Since it was also meant to educate the young people on a crucial moment in history, the final story was cross-checked and adapted by ancient military personnel to ensure that all aspects of the narrative were factual and correct to the T.
Telling the story using the three different characters creates quite a different angle from the usual us against them scenario witnessed in movies made over the years in this genre. It gives three different perspectives of the same story, which is pretty interesting. ‘The Forgotten Battle’ never portrays false heroism or glorifies the violence of war. Still, it explores in depth the horrors the war inflicted on people from three different viewpoints, in the most realistic and authentic manner. It highlights the fear, the pain, and the loss caused by the infamous battle.
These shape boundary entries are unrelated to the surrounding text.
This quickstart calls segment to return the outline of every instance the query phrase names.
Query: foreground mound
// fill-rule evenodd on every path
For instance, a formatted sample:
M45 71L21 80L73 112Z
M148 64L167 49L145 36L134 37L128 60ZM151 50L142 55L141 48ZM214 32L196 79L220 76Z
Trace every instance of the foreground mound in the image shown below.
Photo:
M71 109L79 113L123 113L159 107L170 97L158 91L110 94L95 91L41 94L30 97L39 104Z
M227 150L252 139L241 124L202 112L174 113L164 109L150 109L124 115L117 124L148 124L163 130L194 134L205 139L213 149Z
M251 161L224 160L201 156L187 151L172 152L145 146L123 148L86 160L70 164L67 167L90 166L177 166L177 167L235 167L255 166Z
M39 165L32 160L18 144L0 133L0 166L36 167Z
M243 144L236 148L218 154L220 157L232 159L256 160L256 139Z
It fully puts in the fore the gunfights and the daily life the people endured under the heavy yoke of the Nazis.
The main protagonists in the film neatly forge their way through the narrative, nicely weaving through the different aspects of the story as their paths eventually cross towards the closing of the feature and they are forced to decide on whether to continue fighting each other or form a united front towards a common goal, that is freedom.
The performance by the cast is solid. The cinematography is fantastic. The score marries perfectly into the storyline depicting the various emotions and situations, and the locations that form the backdrop for the movie are stunning.
Overall, ‘The Forgotten Battle’ is a great movie that beautifully combines all the elements of a great film. From excellent delivery to visual aspects as well as the action sequences, it is a movie that could easily pass for a Hollywood production. If one is into war movies or just wants to add onto their historical knowledge, they will appreciate this feature which is not only entertaining but also educative.